Linketies: Science Friday

Nov 30, 2012 20:07


  • History has many tales of mysterious places and lost islands, the most famous of these being the lost city of Atlantis. The era of Google Earth has given us a new twist on the theme. An island shown on Google Earth and in world coastline databases as being in the middle of the Coral Sea off the coast of Australia was never really there after all. Since the area is essentially in "the middle of nowhere" and far from major shipping lanes, no one ever noticed.


  • There are no shortage of ways in which human civilization could come to an end. While mass extinctions and falling civilizations don't happen every Tuesday, they do happen. Civilizations and even species rise and fall with the ebb and flow of history. In humanity's case, an uncomfortable number of ways that our civilization could go poof involve scientific and technological menaces of our own creation, such as climate change, the "grey goo" nightmare of nanotechnology, scary genetic engineering scenarios, and robot uprisings. In light of these potential threats, researchers at the University of Cambridge in the UK are establishing a new Centre for Existential Risk [website: CSER.org] to study extinction-level risks caused by developments in human technology.
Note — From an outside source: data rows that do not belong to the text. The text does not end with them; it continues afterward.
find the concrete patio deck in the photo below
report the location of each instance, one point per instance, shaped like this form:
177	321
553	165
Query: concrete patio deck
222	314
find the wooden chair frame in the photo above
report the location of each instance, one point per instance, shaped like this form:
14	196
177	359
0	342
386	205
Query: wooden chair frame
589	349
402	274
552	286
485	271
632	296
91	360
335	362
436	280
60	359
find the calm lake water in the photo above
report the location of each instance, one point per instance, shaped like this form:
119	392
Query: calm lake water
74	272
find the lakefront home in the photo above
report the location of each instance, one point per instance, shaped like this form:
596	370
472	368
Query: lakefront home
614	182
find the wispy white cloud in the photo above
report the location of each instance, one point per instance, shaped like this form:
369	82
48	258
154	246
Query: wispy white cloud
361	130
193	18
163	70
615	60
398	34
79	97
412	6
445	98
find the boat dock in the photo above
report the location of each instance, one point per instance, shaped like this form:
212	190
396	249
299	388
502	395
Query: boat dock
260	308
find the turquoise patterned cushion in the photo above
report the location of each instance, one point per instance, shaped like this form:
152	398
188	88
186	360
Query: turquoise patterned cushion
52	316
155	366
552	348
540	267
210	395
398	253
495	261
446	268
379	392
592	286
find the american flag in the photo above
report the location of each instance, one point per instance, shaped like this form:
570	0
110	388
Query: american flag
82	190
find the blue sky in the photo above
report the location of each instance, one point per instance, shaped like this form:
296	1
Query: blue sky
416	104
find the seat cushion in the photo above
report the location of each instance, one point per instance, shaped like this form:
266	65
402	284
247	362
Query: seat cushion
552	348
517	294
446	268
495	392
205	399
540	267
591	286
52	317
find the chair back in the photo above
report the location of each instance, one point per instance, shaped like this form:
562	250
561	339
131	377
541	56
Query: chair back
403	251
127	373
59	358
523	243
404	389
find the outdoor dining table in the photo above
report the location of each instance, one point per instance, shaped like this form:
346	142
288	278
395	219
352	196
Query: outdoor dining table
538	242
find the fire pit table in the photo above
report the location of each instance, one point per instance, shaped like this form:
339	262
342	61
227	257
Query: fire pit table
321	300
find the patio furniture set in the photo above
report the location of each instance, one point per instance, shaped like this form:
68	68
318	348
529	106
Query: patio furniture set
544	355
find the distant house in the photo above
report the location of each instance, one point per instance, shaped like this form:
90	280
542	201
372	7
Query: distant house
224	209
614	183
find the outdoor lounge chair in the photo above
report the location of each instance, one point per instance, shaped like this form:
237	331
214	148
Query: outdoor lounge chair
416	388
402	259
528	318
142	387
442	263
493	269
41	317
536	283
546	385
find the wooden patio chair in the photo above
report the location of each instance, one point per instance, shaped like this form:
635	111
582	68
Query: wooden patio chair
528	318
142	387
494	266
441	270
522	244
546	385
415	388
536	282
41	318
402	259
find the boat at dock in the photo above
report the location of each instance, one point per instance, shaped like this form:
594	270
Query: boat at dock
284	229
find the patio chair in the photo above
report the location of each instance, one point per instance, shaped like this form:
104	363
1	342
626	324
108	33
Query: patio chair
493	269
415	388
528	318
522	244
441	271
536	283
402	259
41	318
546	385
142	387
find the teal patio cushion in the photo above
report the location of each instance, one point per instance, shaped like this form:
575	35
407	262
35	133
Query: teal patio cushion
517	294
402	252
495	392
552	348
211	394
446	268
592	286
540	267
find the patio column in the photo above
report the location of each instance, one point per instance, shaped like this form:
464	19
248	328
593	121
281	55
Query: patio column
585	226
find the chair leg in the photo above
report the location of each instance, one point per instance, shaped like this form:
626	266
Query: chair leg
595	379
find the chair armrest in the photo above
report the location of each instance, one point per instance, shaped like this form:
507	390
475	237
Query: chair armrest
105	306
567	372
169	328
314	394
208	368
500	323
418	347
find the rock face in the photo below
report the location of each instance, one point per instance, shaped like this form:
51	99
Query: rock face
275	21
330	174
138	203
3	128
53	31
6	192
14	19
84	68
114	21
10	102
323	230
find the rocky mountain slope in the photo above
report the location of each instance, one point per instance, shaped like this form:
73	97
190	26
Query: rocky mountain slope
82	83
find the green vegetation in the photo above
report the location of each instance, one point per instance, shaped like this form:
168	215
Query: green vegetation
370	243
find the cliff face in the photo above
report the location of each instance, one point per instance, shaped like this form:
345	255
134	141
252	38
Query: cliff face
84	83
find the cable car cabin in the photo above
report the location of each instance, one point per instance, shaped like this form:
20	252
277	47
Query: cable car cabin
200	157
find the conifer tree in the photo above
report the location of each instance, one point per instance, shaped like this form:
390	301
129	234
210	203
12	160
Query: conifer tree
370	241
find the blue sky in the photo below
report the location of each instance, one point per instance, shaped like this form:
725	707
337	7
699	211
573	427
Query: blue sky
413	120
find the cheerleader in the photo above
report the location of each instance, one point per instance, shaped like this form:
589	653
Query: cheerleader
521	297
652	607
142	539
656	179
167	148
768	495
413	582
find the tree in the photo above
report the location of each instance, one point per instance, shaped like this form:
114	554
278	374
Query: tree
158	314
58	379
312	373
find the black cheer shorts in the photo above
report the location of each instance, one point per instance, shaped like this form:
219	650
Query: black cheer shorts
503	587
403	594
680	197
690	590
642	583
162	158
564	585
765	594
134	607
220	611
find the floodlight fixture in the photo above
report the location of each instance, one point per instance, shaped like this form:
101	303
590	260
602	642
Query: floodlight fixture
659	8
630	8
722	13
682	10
  • Fans of classic video games will appreciate photos from NASA's Cassini spacecraft of Saturn's moons Mimas and Tethys whose infrared signatures invoke memories of Pac-Man.


  • In an interesting example of how life seems to always find a way, scientists have discovered microbes thriving in a frozen salty lake in Antarctica. Scientists suspect the microbes are sustained by energy produced in chemical reactions in the highly salty environment. The discovery raises the possibility of a new way to think about the possibility of life in "inhospitable" environments -- for example, some of the outer solar system's icy moons.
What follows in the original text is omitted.